Don’t make my mistake

Alberto Dominguez
2 min readNov 11, 2020

We Latinos are a proud, resilient people. We have endured challenge after challenge and we always rise-up stronger than before. We are a strong people with a rich history and an uncommon work ethic. We are a diverse people, holding many different stories yet standing united. However, we are guilty of a common sin. By the 2nd or 3rd generation, most Latino families become completely English dominant, nearly giving up their family’s language and heritage, and I am no different. Don’t make my mistake.

As a child, I attended an all English school. This forced me to learn English quickly, and I am thankful for that, but it also led me to see no use in speaking Spanish. Everywhere I looked, all I saw was English. Everything I read, watched and listened to, English. Seeing no need for my Spanish, I slowly began to speak it less and less, until eventually, hardly at all. Don’t make my mistake.

In school, I had no Latino friends. I didn’t know any Latinos outside of my family. My only exposure was what I saw on TV, and that paints a terrible picture. In every movie with a Latino, it was almost always a wild, rebellious, delinquent child, a gang member, someone uneducated and unmotivated. Without realizing it, I began to see other Latinos this way. I didn’t want to associate with them because I thought they were beneath me. Don’t make my mistake.
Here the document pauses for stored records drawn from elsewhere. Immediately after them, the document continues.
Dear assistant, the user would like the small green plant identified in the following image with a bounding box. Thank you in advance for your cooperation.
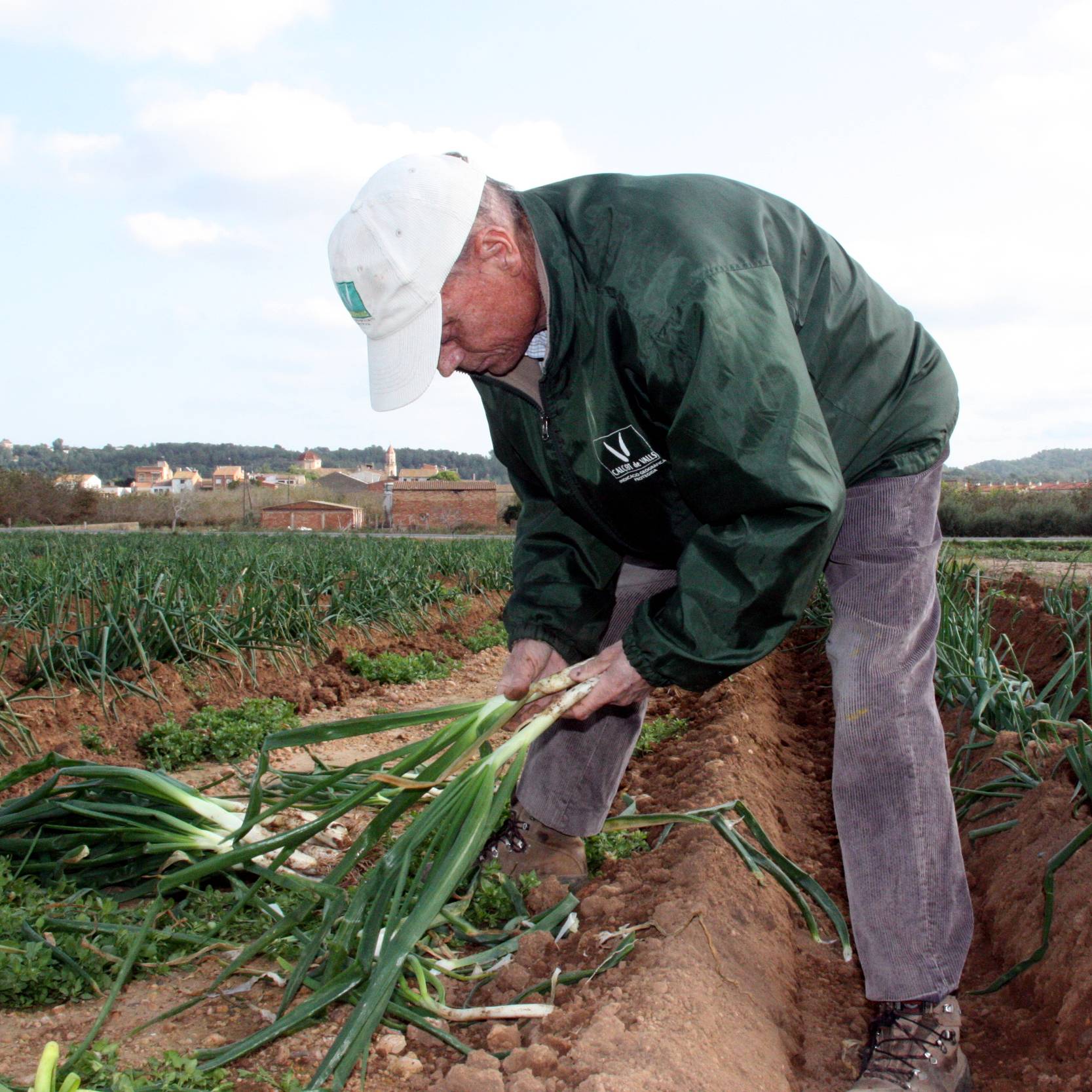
[75,1040,235,1092]
[0,856,319,1009]
[80,724,116,755]
[345,652,462,684]
[178,663,212,701]
[459,622,508,652]
[463,861,540,930]
[136,698,299,770]
[635,717,690,755]
[584,830,649,876]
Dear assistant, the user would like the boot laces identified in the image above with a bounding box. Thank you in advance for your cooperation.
[478,812,531,864]
[861,1006,948,1092]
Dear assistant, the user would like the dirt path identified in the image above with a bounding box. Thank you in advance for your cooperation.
[0,598,1092,1092]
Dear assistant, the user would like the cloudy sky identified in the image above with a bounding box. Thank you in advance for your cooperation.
[0,0,1092,465]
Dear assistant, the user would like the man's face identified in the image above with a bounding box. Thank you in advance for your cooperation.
[437,226,542,377]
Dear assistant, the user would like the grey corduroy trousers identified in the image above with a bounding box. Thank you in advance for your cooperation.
[518,463,973,1002]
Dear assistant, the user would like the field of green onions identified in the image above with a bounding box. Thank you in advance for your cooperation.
[0,534,511,757]
[0,535,1092,1092]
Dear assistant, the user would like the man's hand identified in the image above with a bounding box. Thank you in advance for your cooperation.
[497,638,566,701]
[565,641,652,721]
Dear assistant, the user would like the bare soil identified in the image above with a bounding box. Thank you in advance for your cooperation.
[0,586,1092,1092]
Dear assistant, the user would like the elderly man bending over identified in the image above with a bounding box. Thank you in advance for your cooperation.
[329,156,972,1092]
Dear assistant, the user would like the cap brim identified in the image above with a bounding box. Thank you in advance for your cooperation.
[368,296,443,411]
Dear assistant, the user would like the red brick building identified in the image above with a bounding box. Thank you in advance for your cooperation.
[368,480,497,531]
[262,500,364,531]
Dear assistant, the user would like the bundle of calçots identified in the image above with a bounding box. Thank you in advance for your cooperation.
[0,669,848,1090]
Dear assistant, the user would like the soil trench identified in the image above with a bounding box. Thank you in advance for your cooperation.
[0,593,1092,1092]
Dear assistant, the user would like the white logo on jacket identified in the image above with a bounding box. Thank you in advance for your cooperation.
[593,424,666,481]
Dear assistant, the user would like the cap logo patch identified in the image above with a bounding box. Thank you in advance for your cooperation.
[337,280,371,324]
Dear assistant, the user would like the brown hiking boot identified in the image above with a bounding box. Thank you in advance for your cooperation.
[478,800,588,891]
[850,994,971,1092]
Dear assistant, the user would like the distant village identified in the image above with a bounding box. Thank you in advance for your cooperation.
[20,439,512,531]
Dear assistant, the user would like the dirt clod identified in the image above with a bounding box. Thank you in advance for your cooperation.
[485,1023,519,1054]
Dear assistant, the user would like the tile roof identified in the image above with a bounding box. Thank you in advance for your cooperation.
[390,478,497,493]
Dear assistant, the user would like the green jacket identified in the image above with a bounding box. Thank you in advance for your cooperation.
[475,175,958,690]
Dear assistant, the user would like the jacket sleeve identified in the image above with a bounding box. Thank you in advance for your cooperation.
[504,464,622,664]
[622,267,842,690]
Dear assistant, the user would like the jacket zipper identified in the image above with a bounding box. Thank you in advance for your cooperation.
[538,388,632,557]
[475,375,632,556]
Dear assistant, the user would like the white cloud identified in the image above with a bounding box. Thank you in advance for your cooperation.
[925,49,966,72]
[262,292,347,331]
[0,115,15,165]
[138,83,591,192]
[126,212,228,254]
[0,0,329,64]
[39,132,121,182]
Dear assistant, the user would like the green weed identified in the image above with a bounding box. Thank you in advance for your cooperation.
[80,724,116,755]
[463,861,540,930]
[635,717,690,755]
[459,622,508,652]
[584,830,649,876]
[136,698,299,770]
[345,652,462,685]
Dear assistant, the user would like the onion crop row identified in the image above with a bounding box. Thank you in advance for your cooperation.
[0,534,511,755]
[810,557,1092,994]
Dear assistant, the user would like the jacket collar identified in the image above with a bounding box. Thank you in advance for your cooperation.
[519,190,578,379]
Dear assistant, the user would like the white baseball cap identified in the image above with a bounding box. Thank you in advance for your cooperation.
[329,155,485,409]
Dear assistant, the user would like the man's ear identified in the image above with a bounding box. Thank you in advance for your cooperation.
[474,225,523,276]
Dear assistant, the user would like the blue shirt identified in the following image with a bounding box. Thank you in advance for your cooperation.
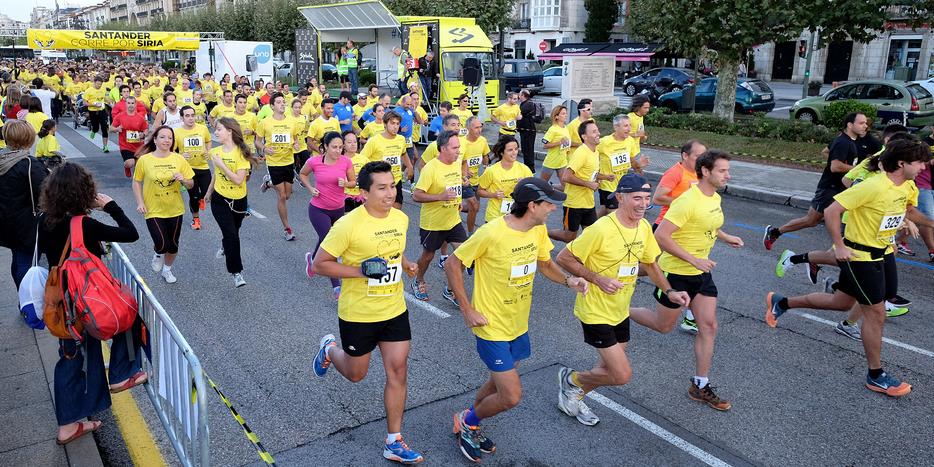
[334,104,353,131]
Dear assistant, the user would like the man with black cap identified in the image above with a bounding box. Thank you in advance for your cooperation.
[444,178,588,462]
[555,173,691,426]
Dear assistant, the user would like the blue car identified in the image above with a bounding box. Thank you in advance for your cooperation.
[658,78,775,113]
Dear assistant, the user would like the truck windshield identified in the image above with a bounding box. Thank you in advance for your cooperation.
[441,52,496,81]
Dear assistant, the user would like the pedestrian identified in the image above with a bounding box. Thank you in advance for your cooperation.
[32,163,144,445]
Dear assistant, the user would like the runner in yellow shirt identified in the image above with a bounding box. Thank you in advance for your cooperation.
[555,174,690,426]
[444,178,588,462]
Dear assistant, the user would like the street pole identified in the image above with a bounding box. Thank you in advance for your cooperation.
[801,29,815,99]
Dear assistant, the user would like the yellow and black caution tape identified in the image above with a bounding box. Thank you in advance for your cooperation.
[191,372,276,465]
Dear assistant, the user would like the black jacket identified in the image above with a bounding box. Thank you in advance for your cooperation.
[0,150,49,251]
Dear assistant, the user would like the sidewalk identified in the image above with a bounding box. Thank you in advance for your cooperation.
[0,249,103,467]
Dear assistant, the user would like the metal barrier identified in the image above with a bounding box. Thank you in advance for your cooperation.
[102,243,211,467]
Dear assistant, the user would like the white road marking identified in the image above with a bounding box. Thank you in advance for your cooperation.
[405,291,451,318]
[801,313,934,358]
[587,392,730,467]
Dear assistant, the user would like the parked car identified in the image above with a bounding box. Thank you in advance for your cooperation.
[658,78,775,113]
[541,66,564,94]
[789,80,934,128]
[499,60,545,94]
[623,67,707,97]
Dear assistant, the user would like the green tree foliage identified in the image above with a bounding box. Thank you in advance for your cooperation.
[631,0,916,120]
[584,0,619,42]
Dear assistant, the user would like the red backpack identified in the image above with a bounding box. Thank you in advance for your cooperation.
[59,216,138,341]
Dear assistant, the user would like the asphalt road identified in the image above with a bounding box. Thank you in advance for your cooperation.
[49,124,934,465]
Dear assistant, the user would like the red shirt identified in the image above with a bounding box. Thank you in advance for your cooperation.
[112,110,149,152]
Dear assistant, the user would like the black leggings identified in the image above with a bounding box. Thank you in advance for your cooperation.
[146,216,182,255]
[211,192,247,274]
[188,169,211,214]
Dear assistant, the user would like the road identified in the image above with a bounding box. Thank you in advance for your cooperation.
[49,125,934,466]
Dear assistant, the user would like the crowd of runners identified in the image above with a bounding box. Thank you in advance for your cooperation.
[3,57,934,463]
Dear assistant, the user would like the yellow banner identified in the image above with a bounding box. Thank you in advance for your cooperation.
[409,26,428,59]
[26,29,200,50]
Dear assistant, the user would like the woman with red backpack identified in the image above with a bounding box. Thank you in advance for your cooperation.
[39,162,149,445]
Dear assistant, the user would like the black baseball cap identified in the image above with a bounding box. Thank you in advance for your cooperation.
[512,177,568,204]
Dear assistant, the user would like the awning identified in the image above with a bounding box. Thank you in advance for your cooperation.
[537,42,662,62]
[298,0,399,32]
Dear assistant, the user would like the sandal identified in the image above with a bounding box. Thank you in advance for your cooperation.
[110,370,149,394]
[55,420,104,446]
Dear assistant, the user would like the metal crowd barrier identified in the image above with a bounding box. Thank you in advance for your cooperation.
[102,243,211,467]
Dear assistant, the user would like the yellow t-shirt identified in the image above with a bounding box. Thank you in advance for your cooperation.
[173,123,211,170]
[542,125,571,169]
[564,144,600,209]
[597,134,635,191]
[361,133,405,184]
[658,185,723,276]
[36,134,62,157]
[133,152,195,219]
[83,85,107,112]
[480,161,534,222]
[321,206,409,323]
[414,158,463,232]
[493,104,522,135]
[454,217,554,341]
[833,174,918,261]
[461,136,492,186]
[568,214,661,326]
[256,115,302,167]
[211,146,250,199]
[627,112,645,157]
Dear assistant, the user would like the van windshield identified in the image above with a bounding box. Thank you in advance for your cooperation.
[441,52,496,81]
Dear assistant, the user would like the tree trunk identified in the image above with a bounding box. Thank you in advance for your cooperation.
[713,55,739,122]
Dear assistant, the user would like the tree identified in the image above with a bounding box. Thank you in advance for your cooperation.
[631,0,904,120]
[584,0,619,42]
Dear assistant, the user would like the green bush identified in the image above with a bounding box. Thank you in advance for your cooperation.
[822,99,876,128]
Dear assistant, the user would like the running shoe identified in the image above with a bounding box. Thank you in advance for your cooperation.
[866,371,911,397]
[312,334,337,377]
[885,301,911,318]
[441,287,460,308]
[775,250,795,279]
[305,251,315,279]
[678,314,697,336]
[383,436,425,464]
[409,279,428,302]
[558,366,581,417]
[888,294,911,306]
[162,269,178,284]
[898,242,915,256]
[454,410,482,463]
[808,262,820,285]
[234,272,246,287]
[834,320,863,342]
[762,224,781,251]
[765,292,786,328]
[688,378,733,411]
[151,253,165,272]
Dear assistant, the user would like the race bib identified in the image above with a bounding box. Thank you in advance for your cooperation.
[616,263,639,285]
[499,198,515,214]
[509,261,538,287]
[366,262,402,297]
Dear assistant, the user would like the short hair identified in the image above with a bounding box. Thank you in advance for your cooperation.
[694,149,731,180]
[357,161,398,191]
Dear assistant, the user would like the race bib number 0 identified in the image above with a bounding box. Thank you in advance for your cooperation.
[509,261,538,287]
[366,262,402,297]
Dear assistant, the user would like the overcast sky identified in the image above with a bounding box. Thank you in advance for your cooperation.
[7,0,101,22]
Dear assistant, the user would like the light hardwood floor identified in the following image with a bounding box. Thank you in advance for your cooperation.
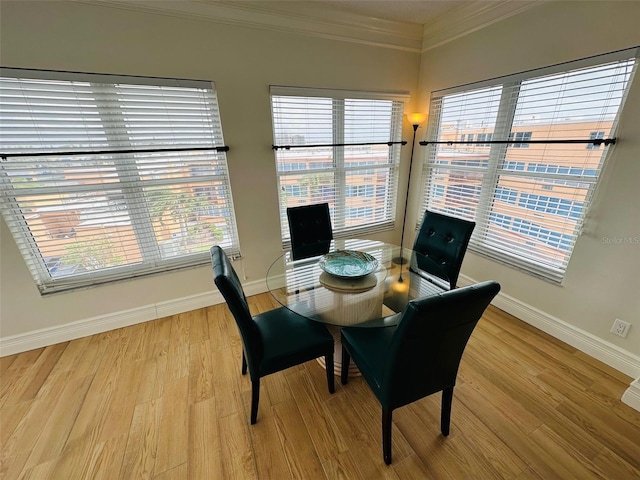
[0,294,640,480]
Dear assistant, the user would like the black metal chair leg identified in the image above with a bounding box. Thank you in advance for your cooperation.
[440,387,453,437]
[242,350,247,375]
[251,379,260,425]
[340,345,351,385]
[382,410,393,465]
[324,353,336,393]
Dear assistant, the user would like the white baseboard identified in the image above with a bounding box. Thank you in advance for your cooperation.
[0,280,266,357]
[622,378,640,412]
[458,275,640,411]
[0,276,640,411]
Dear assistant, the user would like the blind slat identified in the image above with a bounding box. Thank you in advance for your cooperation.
[271,87,404,246]
[0,69,239,293]
[423,49,637,282]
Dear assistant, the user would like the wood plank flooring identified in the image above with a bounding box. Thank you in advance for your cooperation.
[0,294,640,480]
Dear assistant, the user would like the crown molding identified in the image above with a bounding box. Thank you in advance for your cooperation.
[72,0,422,53]
[422,0,549,52]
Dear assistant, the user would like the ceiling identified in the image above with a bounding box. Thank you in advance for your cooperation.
[215,0,480,25]
[84,0,551,52]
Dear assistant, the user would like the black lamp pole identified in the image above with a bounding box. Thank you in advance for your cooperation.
[391,123,420,268]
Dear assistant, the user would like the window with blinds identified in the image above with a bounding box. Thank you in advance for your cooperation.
[423,49,638,283]
[271,86,407,246]
[0,68,239,293]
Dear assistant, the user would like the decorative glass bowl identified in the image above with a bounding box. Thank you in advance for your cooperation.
[318,250,378,279]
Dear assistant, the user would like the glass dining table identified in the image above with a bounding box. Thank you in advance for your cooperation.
[266,239,449,375]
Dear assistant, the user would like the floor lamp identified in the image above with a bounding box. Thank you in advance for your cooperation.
[391,113,427,266]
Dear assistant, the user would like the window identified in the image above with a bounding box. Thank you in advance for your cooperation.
[0,69,239,293]
[423,49,637,282]
[509,132,533,148]
[271,86,406,245]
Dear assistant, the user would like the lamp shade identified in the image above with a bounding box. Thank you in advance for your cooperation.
[407,112,427,125]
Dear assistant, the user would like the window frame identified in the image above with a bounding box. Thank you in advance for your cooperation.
[0,68,240,295]
[270,85,409,249]
[422,47,640,283]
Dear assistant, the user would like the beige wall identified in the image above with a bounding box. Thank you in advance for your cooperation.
[0,1,640,366]
[414,1,640,355]
[0,0,420,337]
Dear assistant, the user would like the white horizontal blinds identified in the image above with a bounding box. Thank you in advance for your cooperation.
[0,69,239,293]
[423,86,503,220]
[424,50,636,282]
[271,87,404,243]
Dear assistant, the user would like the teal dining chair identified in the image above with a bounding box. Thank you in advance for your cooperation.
[410,210,476,289]
[287,203,333,260]
[340,281,500,465]
[211,245,335,424]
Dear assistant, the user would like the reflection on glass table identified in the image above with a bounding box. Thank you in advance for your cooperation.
[266,239,447,372]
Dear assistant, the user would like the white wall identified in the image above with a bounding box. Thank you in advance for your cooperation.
[0,1,420,340]
[420,2,640,360]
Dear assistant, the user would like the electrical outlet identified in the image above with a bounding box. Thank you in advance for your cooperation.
[611,318,631,338]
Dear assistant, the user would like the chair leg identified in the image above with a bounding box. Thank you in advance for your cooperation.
[382,409,393,465]
[324,352,336,393]
[340,345,351,385]
[440,387,453,437]
[242,350,247,375]
[251,378,260,425]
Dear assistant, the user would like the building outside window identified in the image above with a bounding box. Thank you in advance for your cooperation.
[0,68,239,293]
[423,49,637,282]
[271,86,407,245]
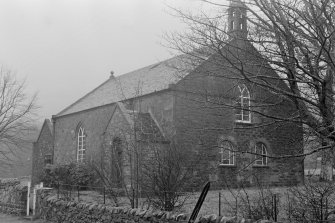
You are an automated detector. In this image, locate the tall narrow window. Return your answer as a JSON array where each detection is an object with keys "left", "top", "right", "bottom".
[
  {"left": 235, "top": 84, "right": 251, "bottom": 123},
  {"left": 254, "top": 142, "right": 268, "bottom": 166},
  {"left": 219, "top": 141, "right": 235, "bottom": 165},
  {"left": 77, "top": 127, "right": 86, "bottom": 163}
]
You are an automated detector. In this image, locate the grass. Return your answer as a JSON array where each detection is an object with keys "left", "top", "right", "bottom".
[{"left": 55, "top": 187, "right": 287, "bottom": 220}]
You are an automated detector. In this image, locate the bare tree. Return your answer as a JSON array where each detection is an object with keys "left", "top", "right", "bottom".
[
  {"left": 0, "top": 67, "right": 37, "bottom": 168},
  {"left": 142, "top": 142, "right": 196, "bottom": 211},
  {"left": 165, "top": 0, "right": 335, "bottom": 164}
]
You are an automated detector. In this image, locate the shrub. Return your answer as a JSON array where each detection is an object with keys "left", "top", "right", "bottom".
[
  {"left": 286, "top": 181, "right": 335, "bottom": 223},
  {"left": 42, "top": 163, "right": 95, "bottom": 187}
]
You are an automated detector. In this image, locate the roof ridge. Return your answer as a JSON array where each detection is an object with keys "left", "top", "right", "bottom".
[{"left": 55, "top": 55, "right": 180, "bottom": 116}]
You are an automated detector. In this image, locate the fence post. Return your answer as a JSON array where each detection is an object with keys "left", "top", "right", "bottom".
[
  {"left": 235, "top": 195, "right": 238, "bottom": 217},
  {"left": 272, "top": 194, "right": 278, "bottom": 221},
  {"left": 219, "top": 192, "right": 221, "bottom": 216},
  {"left": 77, "top": 185, "right": 80, "bottom": 202},
  {"left": 103, "top": 187, "right": 106, "bottom": 204},
  {"left": 57, "top": 182, "right": 59, "bottom": 199},
  {"left": 131, "top": 188, "right": 135, "bottom": 208},
  {"left": 27, "top": 182, "right": 31, "bottom": 216}
]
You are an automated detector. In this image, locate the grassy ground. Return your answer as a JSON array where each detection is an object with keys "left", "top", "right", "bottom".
[{"left": 58, "top": 188, "right": 287, "bottom": 219}]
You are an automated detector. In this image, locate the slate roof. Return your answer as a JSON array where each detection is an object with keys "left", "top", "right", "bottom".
[
  {"left": 36, "top": 119, "right": 53, "bottom": 142},
  {"left": 55, "top": 55, "right": 195, "bottom": 117}
]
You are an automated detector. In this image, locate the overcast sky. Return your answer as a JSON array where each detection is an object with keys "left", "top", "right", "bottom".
[{"left": 0, "top": 0, "right": 223, "bottom": 123}]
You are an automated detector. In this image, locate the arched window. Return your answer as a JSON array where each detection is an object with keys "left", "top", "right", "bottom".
[
  {"left": 235, "top": 84, "right": 251, "bottom": 123},
  {"left": 77, "top": 127, "right": 86, "bottom": 163},
  {"left": 254, "top": 142, "right": 268, "bottom": 166},
  {"left": 219, "top": 140, "right": 235, "bottom": 165}
]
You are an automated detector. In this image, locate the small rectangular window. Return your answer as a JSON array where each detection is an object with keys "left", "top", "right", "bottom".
[{"left": 44, "top": 154, "right": 52, "bottom": 165}]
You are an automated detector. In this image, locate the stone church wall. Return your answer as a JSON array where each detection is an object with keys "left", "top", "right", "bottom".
[
  {"left": 54, "top": 104, "right": 115, "bottom": 164},
  {"left": 175, "top": 44, "right": 304, "bottom": 187},
  {"left": 31, "top": 123, "right": 53, "bottom": 185}
]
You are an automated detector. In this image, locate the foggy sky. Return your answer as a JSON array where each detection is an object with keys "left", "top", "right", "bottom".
[{"left": 0, "top": 0, "right": 215, "bottom": 120}]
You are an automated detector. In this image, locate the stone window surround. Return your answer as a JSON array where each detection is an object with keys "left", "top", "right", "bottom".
[
  {"left": 235, "top": 84, "right": 251, "bottom": 123},
  {"left": 77, "top": 125, "right": 86, "bottom": 163}
]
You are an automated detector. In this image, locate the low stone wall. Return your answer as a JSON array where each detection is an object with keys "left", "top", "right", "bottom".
[
  {"left": 36, "top": 191, "right": 278, "bottom": 223},
  {"left": 0, "top": 178, "right": 27, "bottom": 215}
]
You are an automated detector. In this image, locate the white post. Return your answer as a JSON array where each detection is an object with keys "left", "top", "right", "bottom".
[
  {"left": 27, "top": 182, "right": 30, "bottom": 216},
  {"left": 33, "top": 188, "right": 36, "bottom": 216}
]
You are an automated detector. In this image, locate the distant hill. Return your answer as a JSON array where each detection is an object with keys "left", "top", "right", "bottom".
[{"left": 0, "top": 127, "right": 39, "bottom": 178}]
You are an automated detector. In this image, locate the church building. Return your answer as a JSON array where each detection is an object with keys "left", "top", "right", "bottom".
[{"left": 32, "top": 1, "right": 304, "bottom": 188}]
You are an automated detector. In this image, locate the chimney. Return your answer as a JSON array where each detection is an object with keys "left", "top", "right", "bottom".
[{"left": 109, "top": 71, "right": 115, "bottom": 79}]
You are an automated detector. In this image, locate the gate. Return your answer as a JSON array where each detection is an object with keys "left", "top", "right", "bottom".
[{"left": 0, "top": 179, "right": 28, "bottom": 215}]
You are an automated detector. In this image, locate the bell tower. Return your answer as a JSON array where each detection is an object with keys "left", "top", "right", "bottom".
[{"left": 228, "top": 0, "right": 248, "bottom": 39}]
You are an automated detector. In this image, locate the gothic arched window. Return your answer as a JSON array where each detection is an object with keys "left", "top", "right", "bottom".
[
  {"left": 235, "top": 84, "right": 251, "bottom": 123},
  {"left": 254, "top": 142, "right": 268, "bottom": 166},
  {"left": 77, "top": 127, "right": 86, "bottom": 163},
  {"left": 219, "top": 140, "right": 235, "bottom": 165}
]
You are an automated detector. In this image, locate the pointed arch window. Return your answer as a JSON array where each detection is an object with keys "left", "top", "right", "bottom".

I developed a double standard. Whenever I saw a non-Latino fluent in Spanish or another foreign language, I would praise them for their efforts to expand their communication. However, when I say a Latino speaking Spanish, I thought they were uneducated and didn’t speak English well or that they were “too Latino” for not assimilating. Don’t make my mistake.

I had never gone to school or been friends with another Latino until high school. “Finally, someone who looks like me,” I thought. I approached them and we began talking, then mid-conversation, they switched to speaking Spanish, and I found that I couldn’t even follow along. Not only that, they were radically different from what I preconceived. They weren’t drunkards or drug addicts doomed to drop out. They were cool, smart, compassionate people. I was wrong about them. Don’t make my mistake.

To all Latinos y Hispanohablantes, don’t give up your language and your heritage. Don’t buy the lie that we are inherently inferior and need to change. Don’t disassociate yourself from other Latinos or our culture. Don’t make my mistake.